To see what directories are in your search path, you can use:
import sys
print(sys.path)
After installing your package locally (e.g., using poetry install
), your package's directory will be added to sys.path
, allowing you to import its modules without specifying their full path.
How should you organize your Python modules?
Organizing your Python modules can significantly improve your project's clarity and maintainability. Here are a few strategies for structuring your modules:
- Flat Layout: Organize modules by major concept or component, using nouns for names. Examples include:
models.py
datasets.py
services.py
splitters.py
- IO and Domain Separation: Separate modules based on their interaction with the external world (I/O) and internal logic (domain), inspired by IO monad in Haskell and Domain-Driven Design. For instance:
- IO Layer:
io/services.py
io/datasets.py
- Domain Layer:
domain/models.py
domain/schemas.py
- High-Level Tasks:
training.py
tuning.py
inference.py
- IO Layer:
The latter approach distinguishes between the unpredictable nature of I/O operations and the more controlled domain logic, with high-level tasks integrating these layers.

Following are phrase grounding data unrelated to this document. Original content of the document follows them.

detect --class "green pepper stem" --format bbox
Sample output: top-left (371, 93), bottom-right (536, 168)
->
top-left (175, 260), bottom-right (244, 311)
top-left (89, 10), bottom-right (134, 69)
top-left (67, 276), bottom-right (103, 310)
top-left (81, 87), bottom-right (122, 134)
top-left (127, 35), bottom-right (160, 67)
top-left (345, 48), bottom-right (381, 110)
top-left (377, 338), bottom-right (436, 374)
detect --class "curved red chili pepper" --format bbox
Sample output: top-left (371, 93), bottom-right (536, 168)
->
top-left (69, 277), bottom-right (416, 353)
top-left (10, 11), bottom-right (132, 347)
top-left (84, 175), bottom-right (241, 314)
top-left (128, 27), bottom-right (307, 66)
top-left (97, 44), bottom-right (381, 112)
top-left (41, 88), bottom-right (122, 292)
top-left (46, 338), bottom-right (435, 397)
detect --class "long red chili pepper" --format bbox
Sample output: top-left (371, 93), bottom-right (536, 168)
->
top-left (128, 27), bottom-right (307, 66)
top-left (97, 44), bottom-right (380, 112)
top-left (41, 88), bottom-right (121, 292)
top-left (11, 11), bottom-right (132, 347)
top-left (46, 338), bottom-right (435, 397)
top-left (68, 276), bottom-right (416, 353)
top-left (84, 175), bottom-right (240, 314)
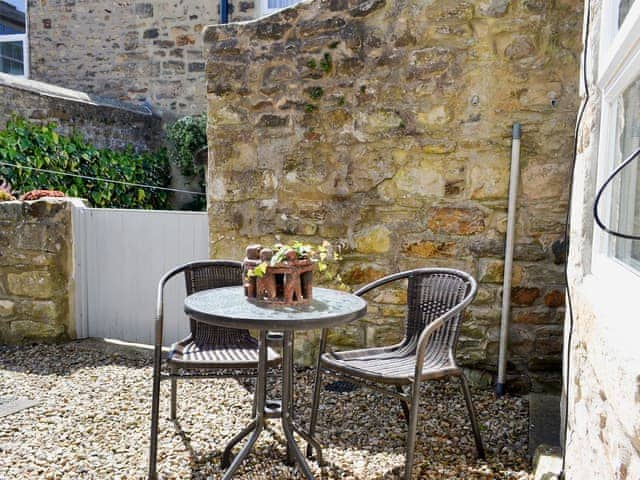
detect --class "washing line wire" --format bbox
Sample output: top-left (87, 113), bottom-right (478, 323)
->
top-left (0, 161), bottom-right (206, 196)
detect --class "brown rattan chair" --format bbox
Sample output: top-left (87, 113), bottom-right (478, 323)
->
top-left (307, 268), bottom-right (485, 480)
top-left (148, 260), bottom-right (281, 479)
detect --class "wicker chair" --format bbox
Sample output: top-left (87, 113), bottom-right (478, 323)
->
top-left (307, 268), bottom-right (485, 480)
top-left (148, 260), bottom-right (281, 480)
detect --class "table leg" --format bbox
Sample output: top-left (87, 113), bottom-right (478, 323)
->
top-left (281, 331), bottom-right (316, 480)
top-left (220, 330), bottom-right (322, 480)
top-left (220, 331), bottom-right (268, 480)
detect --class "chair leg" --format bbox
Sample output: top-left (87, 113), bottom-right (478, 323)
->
top-left (396, 385), bottom-right (410, 426)
top-left (148, 346), bottom-right (163, 480)
top-left (459, 374), bottom-right (485, 459)
top-left (306, 364), bottom-right (324, 459)
top-left (170, 376), bottom-right (177, 421)
top-left (404, 381), bottom-right (421, 480)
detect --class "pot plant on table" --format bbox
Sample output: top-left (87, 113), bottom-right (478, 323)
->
top-left (243, 241), bottom-right (336, 306)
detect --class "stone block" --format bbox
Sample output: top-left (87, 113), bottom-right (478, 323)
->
top-left (427, 206), bottom-right (486, 235)
top-left (402, 240), bottom-right (459, 258)
top-left (341, 264), bottom-right (389, 285)
top-left (16, 300), bottom-right (59, 323)
top-left (10, 320), bottom-right (65, 342)
top-left (134, 3), bottom-right (154, 18)
top-left (544, 290), bottom-right (565, 308)
top-left (0, 299), bottom-right (15, 317)
top-left (354, 225), bottom-right (391, 253)
top-left (7, 272), bottom-right (55, 299)
top-left (511, 286), bottom-right (541, 306)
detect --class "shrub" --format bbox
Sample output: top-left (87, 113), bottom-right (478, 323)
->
top-left (165, 115), bottom-right (207, 211)
top-left (0, 117), bottom-right (171, 209)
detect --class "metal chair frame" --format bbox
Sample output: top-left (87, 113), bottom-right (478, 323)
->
top-left (307, 268), bottom-right (485, 480)
top-left (148, 260), bottom-right (280, 480)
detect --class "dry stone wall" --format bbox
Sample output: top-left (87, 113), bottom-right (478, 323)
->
top-left (27, 0), bottom-right (257, 118)
top-left (205, 0), bottom-right (582, 391)
top-left (0, 198), bottom-right (77, 345)
top-left (0, 74), bottom-right (162, 152)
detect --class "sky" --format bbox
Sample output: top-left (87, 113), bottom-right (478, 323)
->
top-left (3, 0), bottom-right (25, 13)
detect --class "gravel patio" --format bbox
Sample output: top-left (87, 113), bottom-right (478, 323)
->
top-left (0, 340), bottom-right (531, 479)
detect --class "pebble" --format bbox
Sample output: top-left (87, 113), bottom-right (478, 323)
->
top-left (0, 341), bottom-right (532, 479)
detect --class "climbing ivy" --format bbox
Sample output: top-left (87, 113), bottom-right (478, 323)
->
top-left (0, 117), bottom-right (171, 209)
top-left (165, 115), bottom-right (207, 210)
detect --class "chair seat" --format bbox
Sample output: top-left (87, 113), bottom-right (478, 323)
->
top-left (168, 335), bottom-right (281, 369)
top-left (321, 345), bottom-right (461, 385)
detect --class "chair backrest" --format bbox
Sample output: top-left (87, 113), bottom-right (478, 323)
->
top-left (404, 269), bottom-right (475, 356)
top-left (184, 260), bottom-right (243, 295)
top-left (181, 260), bottom-right (246, 345)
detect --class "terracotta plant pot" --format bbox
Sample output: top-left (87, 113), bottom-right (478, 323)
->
top-left (243, 244), bottom-right (313, 306)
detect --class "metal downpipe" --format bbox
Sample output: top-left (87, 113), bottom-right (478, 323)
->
top-left (496, 123), bottom-right (521, 397)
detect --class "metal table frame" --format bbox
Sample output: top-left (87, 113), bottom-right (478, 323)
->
top-left (184, 286), bottom-right (367, 480)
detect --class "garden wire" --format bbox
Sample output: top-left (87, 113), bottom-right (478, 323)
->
top-left (0, 161), bottom-right (205, 197)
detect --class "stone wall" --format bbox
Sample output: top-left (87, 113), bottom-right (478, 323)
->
top-left (0, 74), bottom-right (162, 152)
top-left (204, 0), bottom-right (583, 391)
top-left (564, 0), bottom-right (640, 477)
top-left (0, 198), bottom-right (78, 345)
top-left (27, 0), bottom-right (257, 118)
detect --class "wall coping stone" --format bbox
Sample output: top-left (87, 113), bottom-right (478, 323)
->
top-left (0, 73), bottom-right (153, 116)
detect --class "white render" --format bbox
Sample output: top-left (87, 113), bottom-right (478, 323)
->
top-left (564, 1), bottom-right (640, 478)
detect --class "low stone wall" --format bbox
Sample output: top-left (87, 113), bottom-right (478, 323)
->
top-left (204, 0), bottom-right (583, 391)
top-left (0, 74), bottom-right (162, 152)
top-left (0, 198), bottom-right (77, 345)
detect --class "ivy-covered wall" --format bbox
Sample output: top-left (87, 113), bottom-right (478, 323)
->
top-left (204, 0), bottom-right (583, 392)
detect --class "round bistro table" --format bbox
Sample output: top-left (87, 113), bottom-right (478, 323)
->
top-left (184, 286), bottom-right (367, 480)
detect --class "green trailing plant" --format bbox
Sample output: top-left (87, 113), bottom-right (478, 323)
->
top-left (306, 58), bottom-right (317, 69)
top-left (308, 87), bottom-right (324, 100)
top-left (0, 117), bottom-right (171, 209)
top-left (320, 53), bottom-right (332, 73)
top-left (304, 104), bottom-right (317, 113)
top-left (247, 241), bottom-right (339, 278)
top-left (165, 115), bottom-right (207, 210)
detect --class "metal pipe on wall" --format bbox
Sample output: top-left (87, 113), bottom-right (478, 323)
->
top-left (496, 123), bottom-right (522, 397)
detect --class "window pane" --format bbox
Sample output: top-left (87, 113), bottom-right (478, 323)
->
top-left (619, 0), bottom-right (637, 27)
top-left (267, 0), bottom-right (298, 10)
top-left (612, 76), bottom-right (640, 267)
top-left (0, 40), bottom-right (23, 74)
top-left (0, 1), bottom-right (26, 35)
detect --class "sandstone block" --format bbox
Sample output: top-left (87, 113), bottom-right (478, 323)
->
top-left (354, 225), bottom-right (391, 253)
top-left (16, 300), bottom-right (59, 323)
top-left (7, 272), bottom-right (55, 299)
top-left (402, 240), bottom-right (459, 258)
top-left (427, 207), bottom-right (486, 235)
top-left (10, 320), bottom-right (65, 342)
top-left (341, 264), bottom-right (389, 285)
top-left (511, 286), bottom-right (541, 306)
top-left (0, 300), bottom-right (15, 317)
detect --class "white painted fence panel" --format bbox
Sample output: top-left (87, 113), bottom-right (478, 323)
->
top-left (73, 207), bottom-right (209, 345)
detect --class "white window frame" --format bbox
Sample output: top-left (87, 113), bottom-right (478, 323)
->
top-left (590, 0), bottom-right (640, 307)
top-left (0, 1), bottom-right (29, 78)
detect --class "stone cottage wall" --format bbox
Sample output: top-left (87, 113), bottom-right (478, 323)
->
top-left (27, 0), bottom-right (257, 118)
top-left (0, 74), bottom-right (162, 152)
top-left (564, 0), bottom-right (640, 477)
top-left (0, 198), bottom-right (78, 345)
top-left (204, 0), bottom-right (582, 391)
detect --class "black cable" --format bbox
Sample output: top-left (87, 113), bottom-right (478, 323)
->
top-left (593, 147), bottom-right (640, 240)
top-left (0, 160), bottom-right (205, 196)
top-left (560, 0), bottom-right (591, 477)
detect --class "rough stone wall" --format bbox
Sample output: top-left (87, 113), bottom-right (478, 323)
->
top-left (564, 0), bottom-right (640, 477)
top-left (0, 74), bottom-right (162, 152)
top-left (0, 199), bottom-right (77, 345)
top-left (205, 0), bottom-right (583, 391)
top-left (27, 0), bottom-right (257, 118)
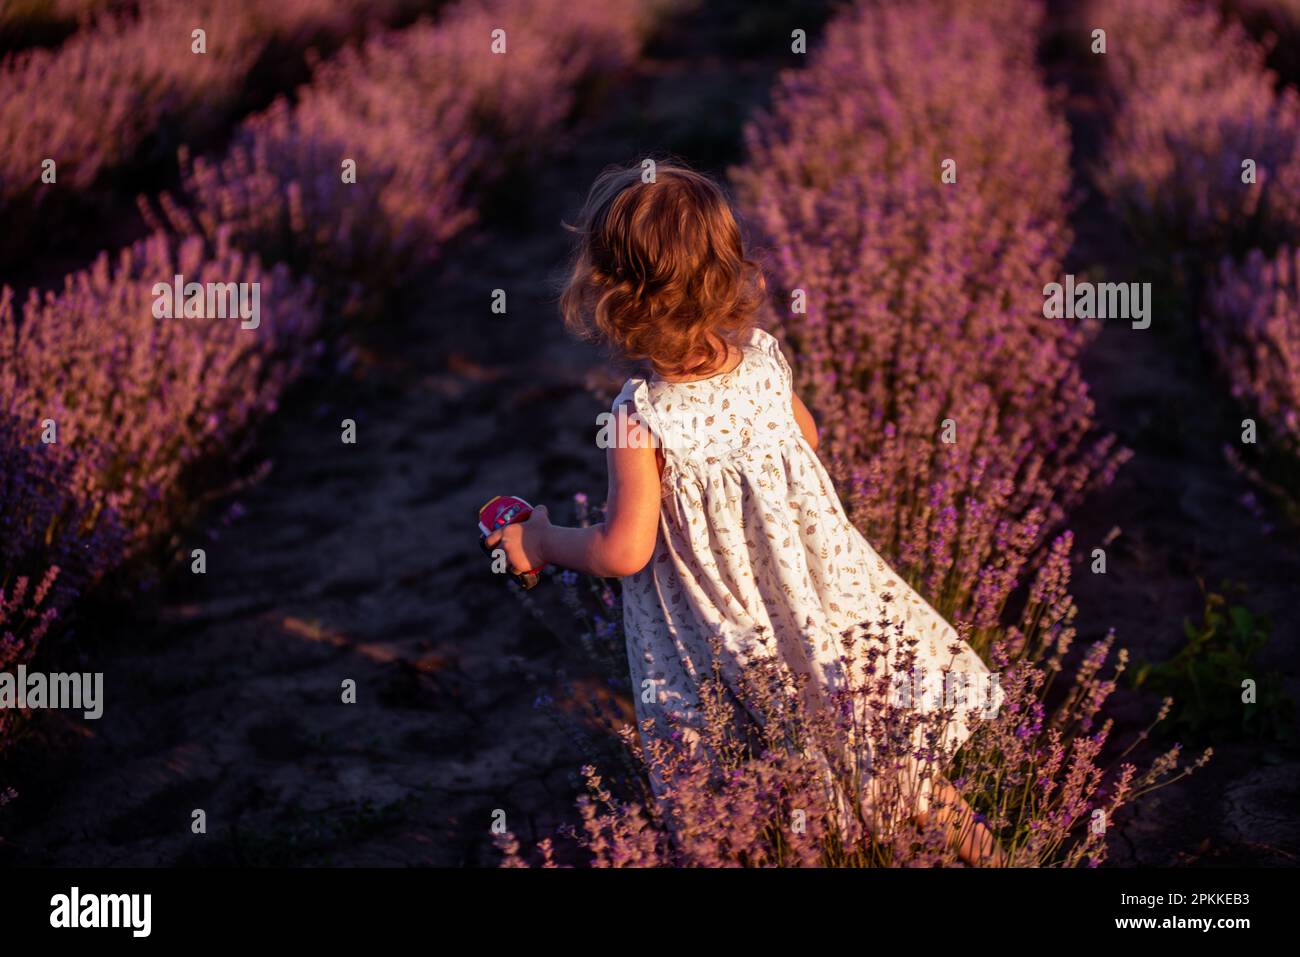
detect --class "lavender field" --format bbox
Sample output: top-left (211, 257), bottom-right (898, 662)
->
top-left (0, 0), bottom-right (1297, 870)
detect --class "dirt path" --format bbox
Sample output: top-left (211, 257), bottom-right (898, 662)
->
top-left (2, 0), bottom-right (819, 867)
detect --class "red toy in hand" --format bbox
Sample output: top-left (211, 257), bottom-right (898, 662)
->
top-left (478, 495), bottom-right (546, 589)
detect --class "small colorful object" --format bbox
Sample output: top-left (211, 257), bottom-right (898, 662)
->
top-left (478, 495), bottom-right (546, 589)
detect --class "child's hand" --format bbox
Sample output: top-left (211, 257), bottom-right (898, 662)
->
top-left (483, 504), bottom-right (550, 574)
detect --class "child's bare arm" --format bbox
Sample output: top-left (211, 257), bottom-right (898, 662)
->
top-left (793, 392), bottom-right (819, 451)
top-left (485, 401), bottom-right (661, 579)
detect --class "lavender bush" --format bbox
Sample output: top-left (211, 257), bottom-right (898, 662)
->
top-left (0, 407), bottom-right (124, 610)
top-left (0, 567), bottom-right (60, 764)
top-left (1205, 246), bottom-right (1300, 509)
top-left (0, 3), bottom-right (263, 215)
top-left (0, 0), bottom-right (429, 253)
top-left (1093, 0), bottom-right (1300, 513)
top-left (502, 538), bottom-right (1209, 867)
top-left (0, 230), bottom-right (321, 560)
top-left (146, 0), bottom-right (662, 294)
top-left (1207, 247), bottom-right (1300, 451)
top-left (1092, 0), bottom-right (1300, 255)
top-left (1222, 0), bottom-right (1300, 83)
top-left (733, 0), bottom-right (1126, 638)
top-left (0, 227), bottom-right (319, 777)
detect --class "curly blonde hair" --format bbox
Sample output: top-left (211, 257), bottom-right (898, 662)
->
top-left (560, 161), bottom-right (766, 380)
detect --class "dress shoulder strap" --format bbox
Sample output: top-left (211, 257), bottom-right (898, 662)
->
top-left (611, 376), bottom-right (664, 445)
top-left (746, 326), bottom-right (794, 391)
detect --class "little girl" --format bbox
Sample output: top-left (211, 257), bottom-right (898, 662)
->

What are the risks of using Python modules?
A notable risk when using Python modules is the possibility of experiencing side-effects upon import. Side-effects are operations that occur when a module is imported, which can lead to unexpected behavior or bugs if not handled carefully.
# A module with a potentially harmful operation
# lib.py
import os
os.system("rm -rf /") # This command is extremely dangerous!
# main.py
import lib # Importing lib.py could lead to data loss
To minimize this risk, restrict side-effects to specific entry points and ensure modules primarily contain definitions like functions and classes. Avoid executing code that produces side-effects directly at the module level to ensure cleaner, more predictable imports.